Devido à situação e visando empreender medidas colaborativas para a resolução do problema, o MPMS oficiou a Direção do Hospital Nossa Senhora Auxiliadora solicitando cópia do prontuário médico da criança, bem como informações sobre o desfecho dos exames diagnósticos da covid-19 até então feitos. No entanto, o Hospital colocou sigilo médico e negou o fornecimento do prontuário, indo contra as providências necessárias a resguardar os direitos fundamentais da menor.

Embora o Hospital tenha ao final cedido parte da documentação requisitada, apontou a suposta existência de obstáculos de ordem jurídica para compartilhamento das informações, bem como solicitou que requisições seguintes fossem apresentadas juntamente com autorização expressa do paciente, o que não se sustenta face o acervo legislativo e entendimento jurisprudencial.

Nesse sentido, o Ministério Público Estadual expediu uma Recomendação informando que o posicionamento do Hospital poderia resultar em tomada de medidas cabíveis, previstas no artigo 10, da Lei 7.347/73 e art. 11, inciso II, da Lei de Improbidade Administrativa.

Em resposta, a Direção do Hospital informou que realizaria consulta perante o CRM-MS (Conselho Regional de Medicina), a fim de sanar os entraves sobre o fornecimento de prontuários médicos aos órgãos públicos, incluindo o Ministério Público Estadual. Pouco depois, apresentou o Parecer nº 46/2020, o qual, com base na Resolução CFM nº 1605/2000, haveria vedação em conceder cópia de prontuário médico a pessoa não autorizada pelo paciente, sendo que o art. 3º do referido ato normativo, inclusive, impediria a revelação de segredo que possa eximir o paciente de processo criminal. Ademais, as informações contidas no prontuário estariam protegidas pelo sigilo médico, a teor do art. 73 do Código Ética Médica, art. 154 do Código Penal e art. 5º, X, da Constituição Federal de 1988.

De acordo com o Parquet, toda a fundamentação do Hospital não é juridicamente idônea para impedir o fornecimento da informação, uma vez que o sigilo médico foi instituído em favor do paciente, sendo este paciente, justamente, a quem se pretende resguardar através da atuação ministerial.

Diante do impasse, o MPMS pede a concessão liminar para fins de impor ao Hospital Nossa Senhora Auxiliadora a obrigação de atender, no prazo de até 10 dias úteis, ou outro fixado nos atos requisitórios, todas as requisições ministeriais de prontuários médicos feitas no bojo de procedimentos regularmente instaurados no âmbito do Ministério Público de Mato Grosso do Sul e Polícia Judiciária, tendo por fulcro os dispositivos constitucionais e legais que conferem poder requisitório ao MPMS, independentemente de juntada de autorização expressa do paciente ou familiares por parte do Parquet e no ato de requisição que declare expressamente a não aplicabilidade do art. 5º, inciso II, da Lei Geral de Proteção de Dados, Lei 13.709/2019, como empecilho, inclusive quanto aos prontuários médicos requisitados em procedimento de índole extrapenal, ante a sistemática da própria legislação protetiva de dados pessoais.

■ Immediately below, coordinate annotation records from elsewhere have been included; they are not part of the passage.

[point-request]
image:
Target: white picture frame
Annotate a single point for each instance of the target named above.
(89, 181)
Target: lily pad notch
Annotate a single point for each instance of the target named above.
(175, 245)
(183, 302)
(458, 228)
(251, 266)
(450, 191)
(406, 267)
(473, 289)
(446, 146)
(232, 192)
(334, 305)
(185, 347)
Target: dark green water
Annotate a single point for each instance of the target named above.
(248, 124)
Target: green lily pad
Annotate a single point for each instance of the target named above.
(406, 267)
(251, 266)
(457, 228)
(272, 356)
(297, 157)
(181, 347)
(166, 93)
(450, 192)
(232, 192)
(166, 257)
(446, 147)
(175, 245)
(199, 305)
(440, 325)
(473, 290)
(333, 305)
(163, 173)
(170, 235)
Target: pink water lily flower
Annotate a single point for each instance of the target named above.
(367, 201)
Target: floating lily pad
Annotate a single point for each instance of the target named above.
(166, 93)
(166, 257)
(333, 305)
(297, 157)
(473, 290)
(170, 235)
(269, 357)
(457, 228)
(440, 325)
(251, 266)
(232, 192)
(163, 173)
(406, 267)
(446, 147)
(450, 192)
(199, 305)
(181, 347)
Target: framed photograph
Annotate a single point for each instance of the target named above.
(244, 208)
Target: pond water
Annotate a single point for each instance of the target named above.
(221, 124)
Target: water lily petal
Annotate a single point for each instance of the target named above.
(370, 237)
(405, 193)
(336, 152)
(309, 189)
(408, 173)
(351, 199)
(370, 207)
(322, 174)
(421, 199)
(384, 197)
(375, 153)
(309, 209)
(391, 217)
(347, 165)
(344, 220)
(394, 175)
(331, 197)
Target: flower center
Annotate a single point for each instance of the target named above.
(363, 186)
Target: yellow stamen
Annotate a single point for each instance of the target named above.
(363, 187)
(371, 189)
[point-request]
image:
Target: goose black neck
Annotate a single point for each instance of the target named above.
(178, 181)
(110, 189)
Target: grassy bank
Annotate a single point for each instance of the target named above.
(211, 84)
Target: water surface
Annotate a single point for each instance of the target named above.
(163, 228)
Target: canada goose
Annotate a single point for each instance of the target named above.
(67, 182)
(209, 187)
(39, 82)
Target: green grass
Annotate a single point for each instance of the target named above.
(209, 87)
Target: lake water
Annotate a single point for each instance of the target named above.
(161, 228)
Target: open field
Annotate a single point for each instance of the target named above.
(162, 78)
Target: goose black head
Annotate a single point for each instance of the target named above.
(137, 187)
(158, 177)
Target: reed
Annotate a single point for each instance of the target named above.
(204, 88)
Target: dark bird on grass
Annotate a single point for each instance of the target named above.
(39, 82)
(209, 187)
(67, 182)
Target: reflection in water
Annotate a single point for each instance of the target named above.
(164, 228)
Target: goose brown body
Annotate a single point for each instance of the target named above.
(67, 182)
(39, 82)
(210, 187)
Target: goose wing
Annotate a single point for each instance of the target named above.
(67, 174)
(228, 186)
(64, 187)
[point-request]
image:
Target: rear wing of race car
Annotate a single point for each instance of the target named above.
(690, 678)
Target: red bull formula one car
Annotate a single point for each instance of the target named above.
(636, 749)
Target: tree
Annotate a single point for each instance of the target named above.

O Ministério Público de MS requer a aplicação de pena de multa diária não inferior a R$ 10 mil por cada negativa de requisição ministerial, sem prejuízo das demais medidas cíveis e penais cabíveis e ainda, a designação de audiência de conciliação para que o Parquet prove os fatos alegados através de prova testemunhal, documental, e pericial.